Autumn 2017’s tea dance playlist starts with Arcade Fire, who hits Atlanta this week

 

By Gregg Shapiro

 

Arcade Fire has been encouraging us to dance since its first full-length album, 2004’s Funeral. But it wasn’t until 2013;s Reflektor that the band fully embraced its inner dance diva.

 

Everything Now (Columbia) continues in a similar vein, beginning with the title cut. But don’t be deceived by the exuberant beats and synths. The song is really about out of control consumerism.

 

In fact, the album is full of messages set to irresistible beats, including “Signs of Life,” “Creature Comfort,” and “Electric Blue.” Now, Everything Now lacks the impact of 2007’s The Neon Bible or 2010’s Grammy-winning The Suburbs, but that doesn’t mean that Arcade Fire has run out of steam.

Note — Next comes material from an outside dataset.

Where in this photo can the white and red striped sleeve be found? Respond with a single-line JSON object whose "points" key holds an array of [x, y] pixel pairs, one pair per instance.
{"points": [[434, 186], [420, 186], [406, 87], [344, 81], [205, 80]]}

You can see for yourself when the band hits Infinite Energy Center on Sept. 21.

 

Meanwhile there’s tons of great dance stuff happening this season, and we’re all over it. The creative DJ/production pair Oliver (Vaughn Oliver and Oliver “Oligee” Goldstein) give listeners an idea of what Daft Punk and Air might have sounded like if they were from L.A. and not France, on its debut album Full Circle (Interscope).

 

Other influences, including acts from the original Casablanca Records roster and Tom Tom Club, go a long way in broadening Oliver’s appeal. An impressive array of guest artists include gay singer Sam Sparro (“Last Forever”), De La Soul (“Heart Attack”), MNDR (“Chemicals”), Elohim (“Wherever We Are”), Leon Else (“Love Like This”), Chromeo (“Go With It”) and Yelle (“Heterotopia”). They all contribute to making Full Circle a well-rounded release.

 

The members of Vampire Weekend have been busy with solo projects since the band’s 2013 album Modern Vampires of the City. Bass player Chris Baio just released Man of the World (Glassnote) under the moniker Baio. It’s an ear-pleasing pastiche of ‘80s synth pop with plenty of beats for your feet, especially on the title cut, “Out of Tune.” We also love  “Philosophy!,” “Sensitive Guy” and “Shame In My Name.” Baio tips his hat to VW on “The Key Is Under The Mat” and “I’m Not Curious”.

 

The soaring double-disc set Take Flight (I Am Me/BMG) by UK musician and DJ Maya Jane Coles can be enjoyed whether you’re jacking up your heart rate on your feet or bobbing your head from the comfort of your seat. Coles firmly embraces the repetitive house music esthetic to lift listeners to the next level and beyond. This is best exemplified on “Won’t Let You Down,” “Werk,” “Go On and Make It Through,” “A Chemical Affair,” “Keep Me War,” “Stay” and “Lucky Charm.”

 

 

Echo Papa (airtrafficcontrollermusic.com) by Air Traffic Controller may only be seven songs long, but the band makes a strong impression in a short amount of time. “Keeping Bees,” for example, is like a pot of honey and worth the sting. “After Party” will have some scrambling for an invitation, and “Doubt” undoubtedly has a dance-worthy beat.

 

For someone whose bread and butter is high-energy dance music, Calvin Harris takes an unusual detour with the laid-back beats on Funk Wav Bounces Vol. 1 (Columbia). With the emphasis on bounce and a distinctive lean towards vintage vibe, Harris enlists gay hip-hop star Frank Ocean and Migos (“Slide”), Ariana Grande, Pharrell William and Young Thug (“Heatstroke”), Katy Perry, Pharrell and Big Sean (“Feels”), Future and Khalid (“Rollin’”), Snoop Dogg and John Legend (“Holiday”), Nikki Minaj (“Skrt on Me”) for a set of sunny tunes.

 

A long time ago, in the `80s, if you were a band and you dressed a certain way, or if your album cover artwork had a specific look, chances are that the listener was assured that your music would sound a particular way. How things have changed! That’s what’s so funny about From The Outside (Capitol/Hi or Hey/Caroline) by Hey Violet.

 

The members of Hey Violet are definitely poseurs, but they deserve a little credit for making memorable dance music on “Brand New Moves” and “All We Ever Wanted.” They also get points for pretending to be punkish on songs such as “Fuqboi,” “Guys My Age” and “This Is Me Breaking Up With You.”